For better or worse, few nights are as lively on NBA Twitter as when the Los Angeles Lakers are eliminated from the NBA playoffs.
In the case of Montrezl Harrell, it was worse. Much worse.
The Lakers big man spoke with reporters on Friday after his team's Game 6 loss, which gave the Phoenix Suns a 4-2 series win in the first round. Even though Harrell was on the court for less than eight minutes, Los Angeles was outscored by 16 points when he was playing.
"I find every day challenging, brother. I still find it challenging every day. Especially when there's dummies out there, heartless people who get on social media and just say the things that they say. I still get people, even to last night had people have the nerve to get on social media and say 'F my grandmother.' Which they wouldn't dare say to my face in any circumstance. So I still deal with a lot of it to this day, brother, but it's OK.
"Every day is tough, but it's OK, I still prevail, man. I have two beautiful kids, I have a great family around me man, and I continue to grow as a man. So whatever anybody feels that they want to do to try and tear me down, you can't, man. My grandmother watches over me every day, and I'm walking with a different type of blessing every day I wake up. I'm still struggling to this day man. It's still tough for me to talk about to this day. You see my voice and how the pitch of how I talk changes. But it's OK man. I will continue to keep walking in faith with God and continue to put my best foot forward, brother. It's all I can do."
Harrell has been open in the past about how much the death of his grandmother affected him, and left the NBA bubble last year when she died. To use that to taunt Harrell is obviously not OK under any circumstances, but especially not over a basketball game.
Montrezl Harrell's playoff nightmare
Those comments were the final insult of a brutal stretch for Harrell, who saw his stock drop as much as any Laker during the playoffs.
Signed by the Lakers in free agency last offseason, Harrell was the reigning Sixth Man of the Year and was expected to be a key part of the team's rotation. That was somewhat true during the regular season, in which Harrell averaged 13.5 points and 6.2 rebounds per game while shooting 62.2% from the field.

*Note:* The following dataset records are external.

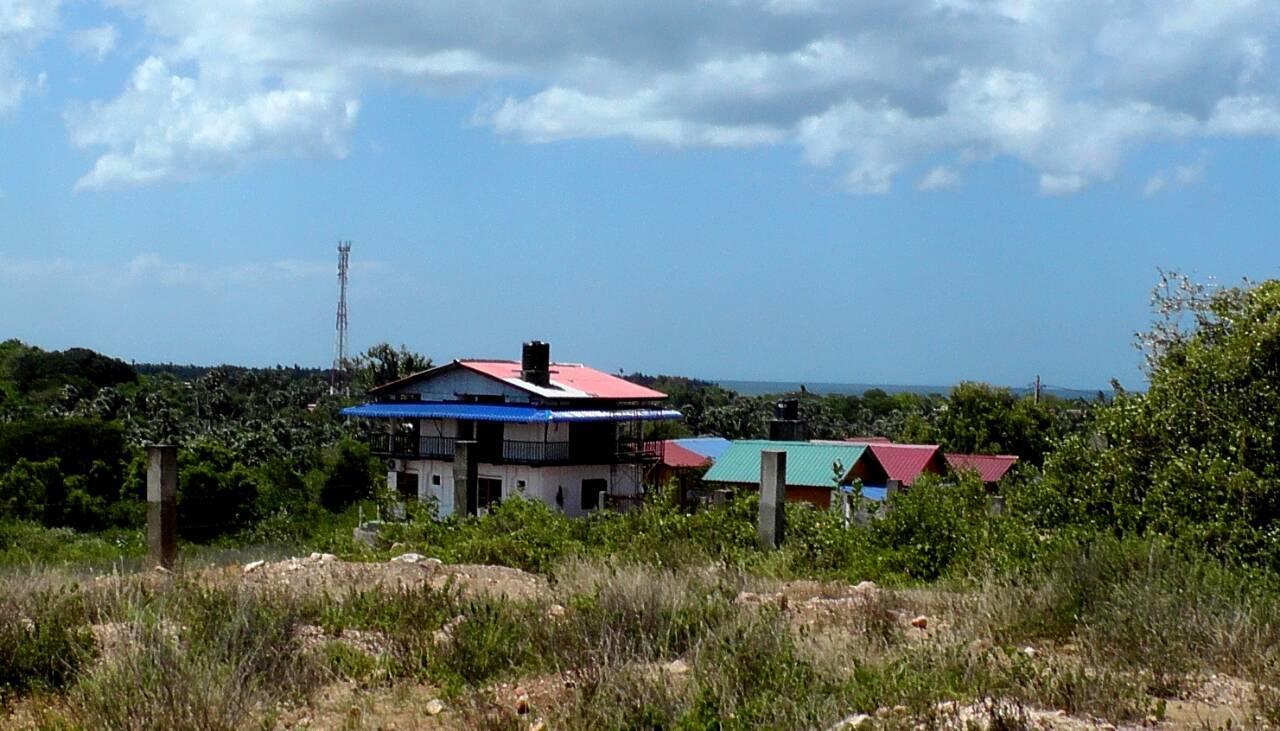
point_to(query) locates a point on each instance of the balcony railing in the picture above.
(516, 452)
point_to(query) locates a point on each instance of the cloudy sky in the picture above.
(901, 191)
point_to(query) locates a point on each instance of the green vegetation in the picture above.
(1138, 556)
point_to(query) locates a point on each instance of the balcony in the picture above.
(515, 452)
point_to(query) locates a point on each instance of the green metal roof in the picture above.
(808, 464)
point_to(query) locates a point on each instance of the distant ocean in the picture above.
(768, 387)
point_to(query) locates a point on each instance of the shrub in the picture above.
(44, 640)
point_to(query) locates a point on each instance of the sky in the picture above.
(880, 191)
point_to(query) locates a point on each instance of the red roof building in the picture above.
(990, 467)
(567, 380)
(905, 462)
(566, 434)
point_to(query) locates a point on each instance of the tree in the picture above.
(1196, 457)
(383, 364)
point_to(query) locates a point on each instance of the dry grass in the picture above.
(621, 645)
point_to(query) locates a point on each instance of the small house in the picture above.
(814, 470)
(990, 467)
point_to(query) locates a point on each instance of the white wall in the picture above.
(539, 483)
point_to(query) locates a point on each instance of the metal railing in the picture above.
(521, 452)
(535, 452)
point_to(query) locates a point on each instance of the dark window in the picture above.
(592, 490)
(406, 484)
(488, 492)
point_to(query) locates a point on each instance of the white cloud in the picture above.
(169, 127)
(23, 26)
(155, 270)
(1069, 88)
(938, 178)
(96, 42)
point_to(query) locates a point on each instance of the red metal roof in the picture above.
(905, 462)
(990, 467)
(571, 380)
(676, 456)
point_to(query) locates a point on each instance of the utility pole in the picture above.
(339, 357)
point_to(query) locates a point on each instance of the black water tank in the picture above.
(535, 362)
(787, 409)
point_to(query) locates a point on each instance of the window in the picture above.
(488, 492)
(406, 484)
(592, 490)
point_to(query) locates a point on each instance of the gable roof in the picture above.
(675, 455)
(567, 380)
(808, 464)
(905, 462)
(990, 467)
(709, 447)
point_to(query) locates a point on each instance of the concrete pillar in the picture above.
(466, 467)
(773, 497)
(163, 506)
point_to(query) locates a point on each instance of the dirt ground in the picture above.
(1220, 703)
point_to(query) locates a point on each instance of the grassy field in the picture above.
(1091, 633)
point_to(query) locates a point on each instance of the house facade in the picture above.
(814, 469)
(472, 433)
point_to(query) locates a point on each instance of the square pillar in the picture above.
(773, 497)
(466, 466)
(163, 505)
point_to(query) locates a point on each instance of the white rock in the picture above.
(850, 722)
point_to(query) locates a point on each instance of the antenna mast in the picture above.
(339, 357)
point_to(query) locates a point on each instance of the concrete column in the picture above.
(163, 506)
(466, 467)
(773, 497)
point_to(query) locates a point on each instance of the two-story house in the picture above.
(475, 432)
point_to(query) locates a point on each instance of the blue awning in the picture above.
(508, 412)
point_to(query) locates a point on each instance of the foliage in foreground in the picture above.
(1142, 622)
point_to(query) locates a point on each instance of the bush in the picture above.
(44, 640)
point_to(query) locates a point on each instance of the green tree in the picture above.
(383, 364)
(1196, 457)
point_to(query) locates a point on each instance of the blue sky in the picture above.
(876, 192)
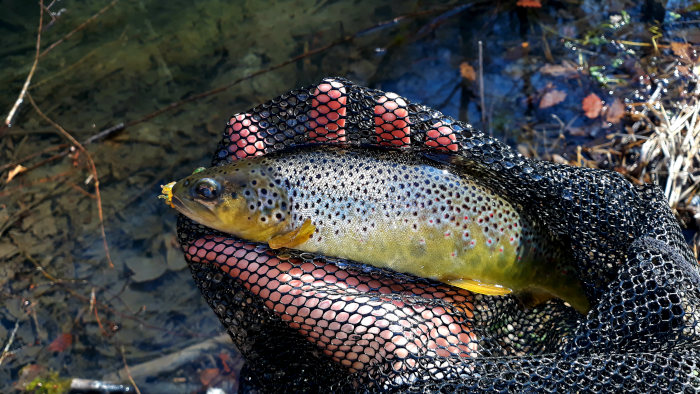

Harrell became a man forgotten against the Phoenix Suns, though, as the Lakers opted to go with a big man tandem of Andre Drummond and Marc Gasol for much of the series after a Game 1 loss. Harrell didn't play a single minute in the Lakers' two wins in the series, and only saw meaningful minutes again in Game 6 after Anthony Davis' groin re-injury and Drummond's benching turned the team's frontcourt upside down.
Harrell, who has a $9.7 million player option for next season, openly conceded that his future with the Lakers is up in the air.
That underperformance and marginalization on the NBA's biggest team created a predictable torrent of criticism and mockery of Harrell on social media, but that apparently escalated into outright abuse in some corners. Chalk it up as another of some fans treating athletes like characters on a television screen rather than human beings.